Many women suffer urinary incontinence, but it’s not something we tend to talk about amongst our friends. If you have ever noticed a dribble in your undies … know that you are not alone!! If you have had a baby (vaginal or caesarian birth), you are far more likely to dribble in your pants than ever before – but don’t worry. Regular pelvic floor exercises and good bladder habits can make a great difference.
There are 2 kinds of incontinence: urgency and stress incontinence. Urgency is when you feel as though you are ‘bursting’ to empty your bladder. You really have to rush to get to the toilet, but when you get there, there’s not much volume.
Stress Incontinence is where you dribble a little urine when you sneeze, cough, jump or run with your kids. There are a number of strategies that we can put in place to help improve both of these.
Your pelvic floor is a sling of muscles that hold your internal organs in your abdomen. It is also the muscle that helps us hold onto urine if we think we are about to leak. Imagine trying to hold a 3L container of milk between your legs for 9 months (ie pregnancy) !!. There is a lot more weight than this while you are pregnant, but it’s a great ‘visual’ reminder about why your pelvic floor may need some extra attention through pregnancy and after your birth (irrespective of your type of birth).
Exercising your pelvic floor muscles is easy – the hard part is remembering to do them. Pretend to sit on the toilet and squeeze your muscles upward and inward. Some people say to pretend to stop the flow of urine (this is a great way to check that you are using the right muscles, but not a great habit to get into when you are on the toilet). Lift your pelvic muscles the from inside and aim to hold your contraction for up to 10seconds. This is an aim … initially try to do up to 10 contractions twice a day, and hold them for as long as you can (if 2-3 seconds is all you achieve – that’s a great start). Try not to over-do your exercises. When you can hold for 10 seconds, do more contractions throughout the day as you remember them.
There are 2 types of muscle fibres in your pelvic floor – the endurance fibres that help to hold for up to 10 seconds, and your fast twitch fibres. Once you can hold your pelvic floor muscle contractions for about 6 seconds, you can start exercising the fast twitch fibres as well. That simply means contracting faster – on-off-on-off-on-off … as well as remembering your holding exercises.
Lower tummy exercises (your inner corset of muscles) are also important as they help to stabilise your core (your middle). These muscles work in conjunction with your pelvic floor. Simply draw your belly button in (without holding your breath) and hold. This is a subtle movement that can be done with your pelvic floor exercises up to 3-4 times a day. A women’s health physiotherapist will be able to help you with all of these muscle groups and ensure that you are exercising them properly.
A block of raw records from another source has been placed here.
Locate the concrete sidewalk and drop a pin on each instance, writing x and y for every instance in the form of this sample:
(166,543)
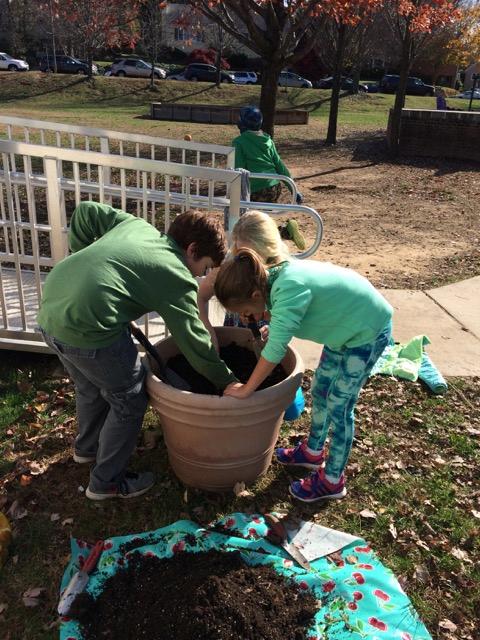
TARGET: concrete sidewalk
(449,316)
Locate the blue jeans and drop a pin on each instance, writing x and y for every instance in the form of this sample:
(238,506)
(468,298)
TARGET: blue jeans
(337,383)
(111,402)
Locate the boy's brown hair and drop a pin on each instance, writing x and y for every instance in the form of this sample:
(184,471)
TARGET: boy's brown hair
(206,232)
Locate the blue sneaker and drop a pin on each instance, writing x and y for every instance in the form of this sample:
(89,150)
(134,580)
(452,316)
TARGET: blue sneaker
(316,487)
(300,457)
(133,485)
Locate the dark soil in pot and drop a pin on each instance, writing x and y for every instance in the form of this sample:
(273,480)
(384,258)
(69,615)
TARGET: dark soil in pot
(202,596)
(240,360)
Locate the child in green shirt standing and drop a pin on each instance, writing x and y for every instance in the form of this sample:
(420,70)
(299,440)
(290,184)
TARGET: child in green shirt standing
(121,268)
(326,304)
(255,151)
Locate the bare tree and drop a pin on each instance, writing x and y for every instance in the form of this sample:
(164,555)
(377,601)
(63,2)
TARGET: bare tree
(280,32)
(151,19)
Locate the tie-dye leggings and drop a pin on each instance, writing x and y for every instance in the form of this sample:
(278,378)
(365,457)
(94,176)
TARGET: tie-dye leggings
(336,386)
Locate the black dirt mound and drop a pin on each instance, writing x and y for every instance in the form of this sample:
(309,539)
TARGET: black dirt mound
(201,596)
(240,360)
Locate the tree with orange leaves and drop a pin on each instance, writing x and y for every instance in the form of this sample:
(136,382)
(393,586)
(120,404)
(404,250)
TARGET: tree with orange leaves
(101,23)
(344,16)
(282,32)
(412,21)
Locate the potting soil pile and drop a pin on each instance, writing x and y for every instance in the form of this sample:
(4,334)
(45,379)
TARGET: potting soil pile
(187,582)
(212,595)
(240,360)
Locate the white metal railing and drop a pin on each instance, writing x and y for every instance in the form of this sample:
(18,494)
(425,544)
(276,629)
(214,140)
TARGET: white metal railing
(116,142)
(36,201)
(137,145)
(35,205)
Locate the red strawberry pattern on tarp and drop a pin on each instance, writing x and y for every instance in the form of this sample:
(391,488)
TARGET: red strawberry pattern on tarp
(361,601)
(378,624)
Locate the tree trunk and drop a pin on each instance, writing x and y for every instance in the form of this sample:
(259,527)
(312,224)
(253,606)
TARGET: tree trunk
(218,59)
(90,62)
(53,38)
(268,95)
(337,80)
(405,64)
(153,53)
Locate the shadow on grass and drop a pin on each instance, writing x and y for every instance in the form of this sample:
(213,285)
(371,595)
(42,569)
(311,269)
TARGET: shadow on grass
(370,148)
(61,87)
(312,105)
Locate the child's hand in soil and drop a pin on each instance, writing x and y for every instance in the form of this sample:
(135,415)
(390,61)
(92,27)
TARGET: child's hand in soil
(237,390)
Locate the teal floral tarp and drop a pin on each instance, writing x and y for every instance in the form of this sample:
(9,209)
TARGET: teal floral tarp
(358,597)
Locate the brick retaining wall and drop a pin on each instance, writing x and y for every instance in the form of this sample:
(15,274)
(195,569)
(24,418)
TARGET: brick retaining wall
(218,114)
(448,134)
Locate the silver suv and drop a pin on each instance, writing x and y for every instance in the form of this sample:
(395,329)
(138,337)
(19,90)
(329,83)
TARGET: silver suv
(8,63)
(290,79)
(135,68)
(244,77)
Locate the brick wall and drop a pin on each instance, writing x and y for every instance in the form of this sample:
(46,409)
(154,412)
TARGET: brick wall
(218,114)
(448,134)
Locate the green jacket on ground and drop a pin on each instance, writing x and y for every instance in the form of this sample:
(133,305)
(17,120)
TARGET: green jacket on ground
(324,303)
(256,152)
(120,268)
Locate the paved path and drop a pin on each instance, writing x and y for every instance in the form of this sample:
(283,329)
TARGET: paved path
(449,316)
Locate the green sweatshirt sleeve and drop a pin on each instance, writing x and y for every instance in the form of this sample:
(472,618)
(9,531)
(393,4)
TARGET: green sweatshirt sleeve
(289,304)
(279,166)
(240,160)
(181,315)
(90,221)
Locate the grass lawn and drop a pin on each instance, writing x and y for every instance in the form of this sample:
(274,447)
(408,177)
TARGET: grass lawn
(121,103)
(415,458)
(414,465)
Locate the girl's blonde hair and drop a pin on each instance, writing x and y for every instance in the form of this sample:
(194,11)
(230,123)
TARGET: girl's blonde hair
(239,277)
(258,231)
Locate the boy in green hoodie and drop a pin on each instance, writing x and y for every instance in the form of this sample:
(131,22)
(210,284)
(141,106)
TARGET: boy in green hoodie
(121,268)
(256,152)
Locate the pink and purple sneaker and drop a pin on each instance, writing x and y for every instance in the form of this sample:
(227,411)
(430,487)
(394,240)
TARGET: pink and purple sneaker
(317,487)
(300,456)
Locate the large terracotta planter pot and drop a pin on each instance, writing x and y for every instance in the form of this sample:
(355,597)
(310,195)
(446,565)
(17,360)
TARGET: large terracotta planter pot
(214,442)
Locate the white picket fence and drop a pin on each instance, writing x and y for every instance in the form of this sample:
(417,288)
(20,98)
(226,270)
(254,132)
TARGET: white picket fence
(40,185)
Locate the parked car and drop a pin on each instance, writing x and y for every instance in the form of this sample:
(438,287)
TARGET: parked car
(415,86)
(290,79)
(245,77)
(65,64)
(206,73)
(136,68)
(7,63)
(346,84)
(178,75)
(466,95)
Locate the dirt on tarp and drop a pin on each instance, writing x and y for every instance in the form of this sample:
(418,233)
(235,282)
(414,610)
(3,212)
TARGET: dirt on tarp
(196,596)
(240,360)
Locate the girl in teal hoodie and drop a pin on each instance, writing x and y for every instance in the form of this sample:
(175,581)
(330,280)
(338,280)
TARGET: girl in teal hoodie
(329,305)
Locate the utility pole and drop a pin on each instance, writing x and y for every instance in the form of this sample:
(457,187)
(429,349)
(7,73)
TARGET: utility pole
(52,23)
(475,79)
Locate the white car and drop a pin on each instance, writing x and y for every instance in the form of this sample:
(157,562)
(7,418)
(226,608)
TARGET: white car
(136,68)
(290,79)
(7,63)
(467,94)
(177,76)
(244,77)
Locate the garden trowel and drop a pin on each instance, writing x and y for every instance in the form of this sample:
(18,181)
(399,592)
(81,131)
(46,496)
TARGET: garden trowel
(79,580)
(257,343)
(166,374)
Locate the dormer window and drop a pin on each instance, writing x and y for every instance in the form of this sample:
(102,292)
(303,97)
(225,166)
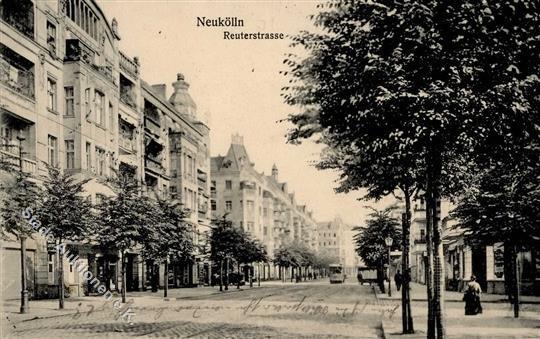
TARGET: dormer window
(80,13)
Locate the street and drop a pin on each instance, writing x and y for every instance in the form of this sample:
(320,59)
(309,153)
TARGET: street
(274,310)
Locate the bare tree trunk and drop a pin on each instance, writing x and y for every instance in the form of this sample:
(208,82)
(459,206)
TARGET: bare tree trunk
(515,280)
(429,264)
(166,278)
(226,274)
(239,276)
(221,275)
(61,276)
(438,262)
(124,283)
(407,320)
(24,289)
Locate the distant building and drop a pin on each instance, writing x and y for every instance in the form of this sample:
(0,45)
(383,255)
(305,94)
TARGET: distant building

Good bladder and bowel habits are another important factor in pelvic floor muscle health. Bladder health can be improved by drinking 1.5-2L water per day. If you are not doing this already, increase your volume slowly. Try to reduce your intake of bladder stimulants such as caffeine, bubbly drinks and alcohol.
It is normal to pass urine 4-6 times per day and 0-2 times at night (depending on our age). Volumes are usually around 300-350mL, and we should be able to wait for 2-3 urges before we go to the toilet to pass urine. Our bowels should always be opened at our 1st urge.
Correct positioning on the toilet is something else to think about. There is a position of ‘least stress’ on our pelvic floor. Try to have your knees higher than your hips, bulge your belly out and breathe out at the same time to reduce strain. Your women’s health physio can also help you with this.
Avoiding or improving your incontinence starts now. Look after your pelvic floor with the strategies mentioned above, and if you are worried, pleas see a women’s health physio or GP who will assess your pelvic floor strength, help you do the exercises correctly, and put you on the road to a healthier pelvic floor (with less incontinence)!